Quant à Cyr, « c’est le Canadien français montré dans sa réussite et son élévation » (p. 284), ayant incarné « aux yeux de ses contemporains l’affirmation de leur propre valeur et la conquête de l’Ailleurs par un Canada français capable de dominer, au moins sur un plan, les puissances mondiales régnant sur tous les autres » (p. 294). Le cas de Cyr est le plus intéressant, car sa célébrité court sur plus d’un siècle. Apparue dans l’espace public à la faveur de la structuration de ce que Gagnon appelle la « logique sportive » et du développement de la presse quotidienne, qui se finance par la publicité, laquelle happe rapidement l’image et le nom de l’homme fort, mais transcendant tout cela à cause de l’image nationaliste qui lui est accolée, la figure de Louis Cyr s’impose fortement dans l’imaginaire. À son époque, mais encore de nos jours, « offert à l’exploitation commerciale, Cyr fait aussi l’objet d’instrumentalisations politiques » (p. 297), car il est « clairement rattaché au récit de l’affirmation québécoise » (p. 334). La figure de Cyr connait ainsi un processus de patrimonialisation qui passe par la toponymie, la statuaire, un culte des reliques ainsi que des commémorations. Cinq biographies lui ont été consacrées entre 1927 et 1958, et une en 2005, sans oublier que depuis 2008, huit ouvrages pour la jeunesse le mettent en scène; Bryan Perro lui a consacré une pièce de théâtre. Le film qui lui est consacré en 2013 a connu un très grand succès populaire. À travers tout cela, Louis Cyr devient une « figure légendaire, au sens que les folkloristes et spécialistes des littératures orales donnent à cette notion » (p. 353). Saint-Jean-de-Matha, où Louis Cyr avait sa maison, se proclame « capitale de la force », mais ajoute Gagnon, elle est aussi devenue celle du produit dérivé. En résumé, « quand Cyr soulève, c’est une collectivité qui se lève » (p. 380).
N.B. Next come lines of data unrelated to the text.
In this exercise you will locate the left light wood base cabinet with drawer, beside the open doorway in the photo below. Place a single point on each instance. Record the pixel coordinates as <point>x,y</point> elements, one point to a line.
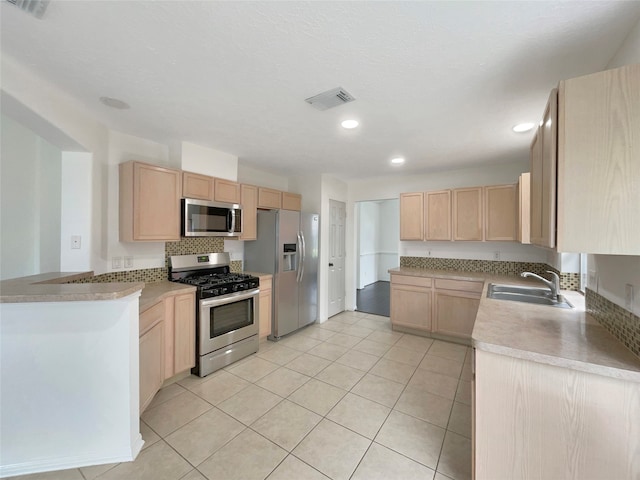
<point>411,302</point>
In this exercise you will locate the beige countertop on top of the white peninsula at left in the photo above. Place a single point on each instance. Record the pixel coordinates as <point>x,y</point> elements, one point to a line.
<point>51,287</point>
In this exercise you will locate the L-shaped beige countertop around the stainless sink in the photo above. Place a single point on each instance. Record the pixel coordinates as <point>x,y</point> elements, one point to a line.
<point>569,338</point>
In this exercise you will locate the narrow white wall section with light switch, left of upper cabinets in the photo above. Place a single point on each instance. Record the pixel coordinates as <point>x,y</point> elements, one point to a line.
<point>77,171</point>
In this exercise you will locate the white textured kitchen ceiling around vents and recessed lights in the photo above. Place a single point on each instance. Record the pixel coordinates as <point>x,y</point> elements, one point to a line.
<point>440,83</point>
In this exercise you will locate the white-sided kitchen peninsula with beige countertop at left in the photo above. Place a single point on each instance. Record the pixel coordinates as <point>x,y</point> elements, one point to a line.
<point>69,373</point>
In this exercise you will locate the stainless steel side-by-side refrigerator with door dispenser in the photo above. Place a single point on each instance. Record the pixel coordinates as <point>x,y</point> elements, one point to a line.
<point>287,247</point>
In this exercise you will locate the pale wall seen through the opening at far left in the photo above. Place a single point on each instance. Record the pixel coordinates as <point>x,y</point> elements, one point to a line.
<point>30,173</point>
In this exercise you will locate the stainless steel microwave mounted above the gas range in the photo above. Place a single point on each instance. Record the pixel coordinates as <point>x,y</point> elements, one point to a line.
<point>208,219</point>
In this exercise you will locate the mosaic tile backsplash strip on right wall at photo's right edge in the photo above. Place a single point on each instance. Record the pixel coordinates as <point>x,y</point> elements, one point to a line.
<point>621,323</point>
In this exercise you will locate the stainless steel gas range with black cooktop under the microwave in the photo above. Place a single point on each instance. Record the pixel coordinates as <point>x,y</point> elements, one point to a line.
<point>226,309</point>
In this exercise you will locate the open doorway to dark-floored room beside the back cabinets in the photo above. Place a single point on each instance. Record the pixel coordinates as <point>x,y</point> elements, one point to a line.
<point>378,233</point>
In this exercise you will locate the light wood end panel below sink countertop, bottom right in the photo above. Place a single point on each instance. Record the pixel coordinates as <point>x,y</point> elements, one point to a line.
<point>534,420</point>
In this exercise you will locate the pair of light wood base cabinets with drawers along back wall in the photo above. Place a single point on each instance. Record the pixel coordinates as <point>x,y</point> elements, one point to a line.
<point>436,307</point>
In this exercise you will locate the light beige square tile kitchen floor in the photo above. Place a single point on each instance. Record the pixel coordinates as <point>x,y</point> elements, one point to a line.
<point>345,399</point>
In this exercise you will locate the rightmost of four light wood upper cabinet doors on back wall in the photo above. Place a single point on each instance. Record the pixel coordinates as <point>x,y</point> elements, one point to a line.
<point>501,212</point>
Bien sûr, Alex Gagnon ne se contente pas de décrire ces figures de la célébrité et les analyse à travers premièrement la dynamique du don et du contre-don et deuxièmement à travers celle de la figure ordinaire devenue extraordinaire et de la figure extraordinaire conservant ses liens avec le quotidien, le monde ordinaire. Le don des figures de la célébrité est celui de modèles inspirants, et de chansons dans le cas de Fortin; le contre-don du public se révèle notamment dans le courrier adressé à Piché et Fortin que Gagnon analyse en détail, qui comprend « réactions affectives, admiration et hommages » (p. 566). En effet, pour Gagnon, la célébrité est avant tout une relation, et « l’étude de figures publiques exige une triple démarche, portant sur les signes qui les composent, mais […] aussi la relation qu’entretiennent avec elles une société et le sens qu’elles ont » (p. 22). Cette démarche s’inscrit aussi bien dans l’histoire culturelle que dans la sociologie et les études littéraires. Comment construit-on la grandeur, la célébrité, et de quoi celles-ci sont-elles faites? Ces quatre études de cas en apprennent au moins autant sur les figures présentées et le rapport que les Québécois entretiennent avec elles, qu’elles ne sont riches d’enseignements sur l’identité collective, ses déclinaisons et ses métamorphoses.